Guess who is turning 150 this year? Lehighton! Lehighton is the location of Neil’s campaign office and the largest town in the district. This year is the town’s 150th anniversary and they are celebrating. A huge part of the town has been coming out for the Sesquicentennial festivities and it is on our radar in the office as well.

Last Saturday, the weeklong festivities began. On Sunday, I spent a large chunk of the day talking with people at a tent that we have as part of the celebration. Another large chunk of the day I spent with Neil as he shook hands at a kid’s coaster race. Although this might sound like a trivial event, hundreds of people lined one steep street as the kids raced their hand-made coasters and the ambulance stood by.

While everyone was watching, Neil was able to shake literally hundred of hands. One of the first people we ran into was a former candidate for state representative in Carbon County. When he spoke with Neil, he excitedly offered to introduce him to some people he knew at the race. Following his offer, he introduced us to several hundred people. So how is it possible that someone who knows several hundred random people at a community event lost the race for state representative?

I asked Neil just how many votes we were fighting for and he said that it would come down to a few thousand votes. To all of those people who think that their vote doesn’t count: it really does. It might seem obsolete in national elections, but state and local elections are so much more relevant to our every day lives and it really does come down to a few votes.
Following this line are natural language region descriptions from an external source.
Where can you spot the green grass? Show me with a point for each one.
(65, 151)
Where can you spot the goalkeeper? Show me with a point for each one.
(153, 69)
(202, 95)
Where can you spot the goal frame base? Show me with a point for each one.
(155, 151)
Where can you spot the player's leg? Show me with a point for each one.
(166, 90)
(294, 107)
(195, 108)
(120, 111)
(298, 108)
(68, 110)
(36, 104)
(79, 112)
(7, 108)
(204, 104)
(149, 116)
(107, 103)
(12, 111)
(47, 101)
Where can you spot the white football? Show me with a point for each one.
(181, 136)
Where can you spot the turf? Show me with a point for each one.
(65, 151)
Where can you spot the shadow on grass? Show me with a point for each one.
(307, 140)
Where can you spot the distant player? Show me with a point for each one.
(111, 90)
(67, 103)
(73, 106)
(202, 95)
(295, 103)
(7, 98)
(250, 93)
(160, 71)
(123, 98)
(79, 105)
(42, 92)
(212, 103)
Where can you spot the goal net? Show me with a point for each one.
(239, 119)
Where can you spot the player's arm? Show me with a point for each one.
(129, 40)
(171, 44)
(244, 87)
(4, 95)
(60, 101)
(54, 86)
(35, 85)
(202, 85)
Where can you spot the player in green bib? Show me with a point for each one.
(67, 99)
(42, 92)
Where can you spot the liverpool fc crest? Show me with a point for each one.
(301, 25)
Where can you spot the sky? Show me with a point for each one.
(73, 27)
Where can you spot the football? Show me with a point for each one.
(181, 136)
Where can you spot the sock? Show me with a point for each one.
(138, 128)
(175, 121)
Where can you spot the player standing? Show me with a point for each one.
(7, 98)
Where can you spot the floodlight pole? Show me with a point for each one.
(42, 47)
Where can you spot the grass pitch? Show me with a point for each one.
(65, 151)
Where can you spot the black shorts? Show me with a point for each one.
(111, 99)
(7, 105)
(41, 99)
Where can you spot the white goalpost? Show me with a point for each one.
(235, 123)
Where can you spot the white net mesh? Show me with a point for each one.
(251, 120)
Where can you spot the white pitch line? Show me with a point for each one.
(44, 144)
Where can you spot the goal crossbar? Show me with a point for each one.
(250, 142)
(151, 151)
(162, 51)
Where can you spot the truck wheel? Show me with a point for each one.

For this reason, events like the Sesquicentennial celebration are crucial. One job that I do daily is look for events in the county. I read the paper, check the local calendars online, join groups on Facebook, and more. With all of these events I then figure out what is important for Neil to go to in order to meet more voters. Although it is hard to track the people we talk to the way that we can with other types of outreach, it is important for Neil to get out there and get recognized.

This part of my job can be a little stressful because I do not want to miss important events or tell Neil he should go to things that might end up being a waste of time. In this county, it feels like every location is about 20 minutes from the next. Although each destination is divided by beautiful scenery and lots of hills, 20 minutes here and there in the car is not an efficient use of time.
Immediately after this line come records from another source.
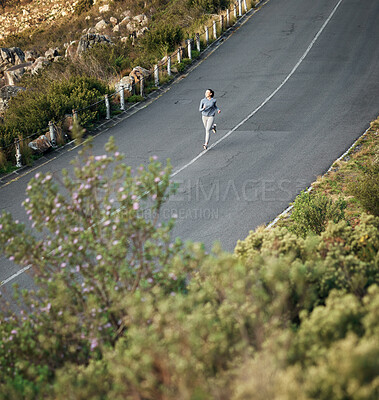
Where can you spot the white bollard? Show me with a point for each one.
(141, 84)
(156, 75)
(52, 135)
(179, 55)
(18, 154)
(122, 98)
(198, 42)
(108, 107)
(169, 66)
Along with a familiarization of the area’s local firehouses and parks, I have become very familiar with the boundaries of the district. It is important that events are not only in the county, but also in our voting district. One area within the county was put into a different district a few years back in order to help the incumbent by eliminating some democratic voters from the district. This example of gerrymandering is just another big reason why it is time for a change and therefore these local events are important!